Wall Street investment bank Goldman Sachs said that crude oil will have to remain in the vicinity of $40 a barrel for the first half of this year to reduce supplies enough to ease the current glut.

Supertanker owners from Tokyo to Athens said demand to store cheap crude oil on vessels at sea is strengthening. Morgan Stanley and Evercore Partners Inc. are predicting the highest shipping rates in six-years are possible. The price of crude oil for delivery at later dates is so far above current costs, a market structure known as contango, that it can be profitable to store cargoes and lock in returns now in the futures market. Oil traders want to store the commodity for the time being, hoping to sell it later at higher prices.

Iraq exported 2.94 million barrels per day of crude oil in December, which was the most since the 1980s.  Some analysts are worried that additional exports of Iraqi oil will simply add to the global surplus.

The Chinese Ministry of Land Resources reported crude oil production in that country averaged 4.19 million barrels per day in 2014.

No country has suffered as much from the drop in world crude oil prices as the South American country of Venezuela.  For the last two weeks, President Maduro has been flying around the world asking for financial assistance from Russia, China, Iran, Saudi Arabia, Qatar, Algeria and Portugal.  He also asked the oil producing countries to cut back production so that Venezuela could benefit from a price increase. So far his efforts have had no impact on the price of oil.

International bankers say Venezuela is likely to default on its debt before the end of this year.  There are shortages of food and other essentials across the country. Venezuela imports about 70% of its consumer goods, including much of its food, and there is simply not enough money to pay for the imports. The country exports about a quarter of its daily crude oil production, some 600,000 barrels per day, to China with half of this going to repay the $51 billion it has borrowed from China over the past decade.

The National Ocean Industries Association, a US petroleum industry group lobbying for more offshore work, said about 1.34 million barrels of crude oil equivalent per day could be produced from the Atlantic basin offshore the US by 2035.

Russia is reported to have cut back by 60% of the volume of natural gas flowing through Ukraine to six countries in Europe last week. Instead Russia said itwill shift all its natural gas flows to Europe via Turkey. The European Union’s energy chief said that this would hurt Russia’s reputation as a supplier, Now Europe will be forced to link up to Russia’s planned energy pipeline to Turkey — or it will lose Russian gas.  “Our European partners have been informed of this and now their task is to create the necessary gas transport infrastructure from the Greek and Turkish border,” the head of Gazprom Alexei Miller said.
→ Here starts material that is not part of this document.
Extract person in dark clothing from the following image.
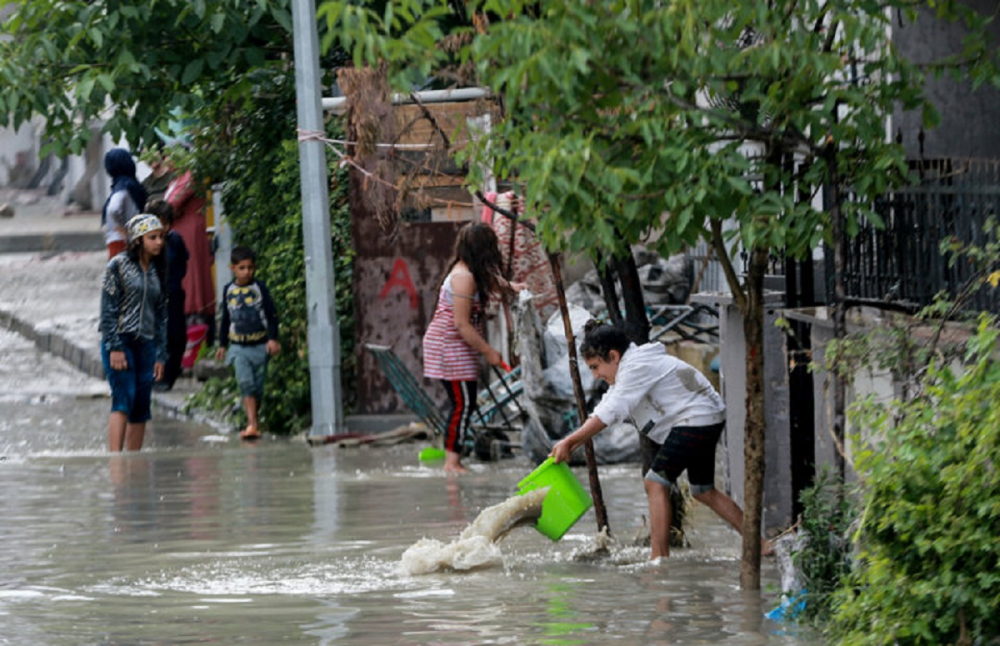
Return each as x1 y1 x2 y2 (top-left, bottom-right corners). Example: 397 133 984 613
101 148 147 258
216 247 281 440
146 199 188 390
Canadian exports of natural gas to the US were 5% lower in 2014 due to the US shale gas boom. Pipeline exports to the US averaged 7.3 billion cubic feet per day during the first 10 months of last year, a 5$ decline from the same period in 2013.

China is the world’s largest automobile market in terms of sales. In 2014 there were 19.7 million vehicles sold in the country, an increase of 10% over 2013.

General Motors said it intends to launch a $30,000 all-electric vehicle in 2017 called the Chevrolet Bolt, which would be capable of driving 200 miles on a single charge.

Scientists at the US Department of Energy’s National Renewable Energy Laboratory have developed an enzyme that can enable the conversion of biomass to sugars up to 14 times faster and more cheaply than competing catalysts today. The enzyme called CelA, a cellulase from the bacterium Caldicellulosiruptor bescii, could change the economics of biofuel conversion and substantially lower the price of producing biofuels.

Cape Wind was supposed to be the US’s first offshore wind project.  Last week the $2.5 billion project was dealt a fatal blow when two electric utilities who contracted to buy the electricity from the Nantucket Sound wind farm terminated their agreements. Under the 2012 agreement, Northeast Utilities and NStar had agreed to buy 27.5% of Cape Wind’s production. The project, first proposed more than a decade ago, has been hung up by permitting hurdles, political obstacles, and legal protests.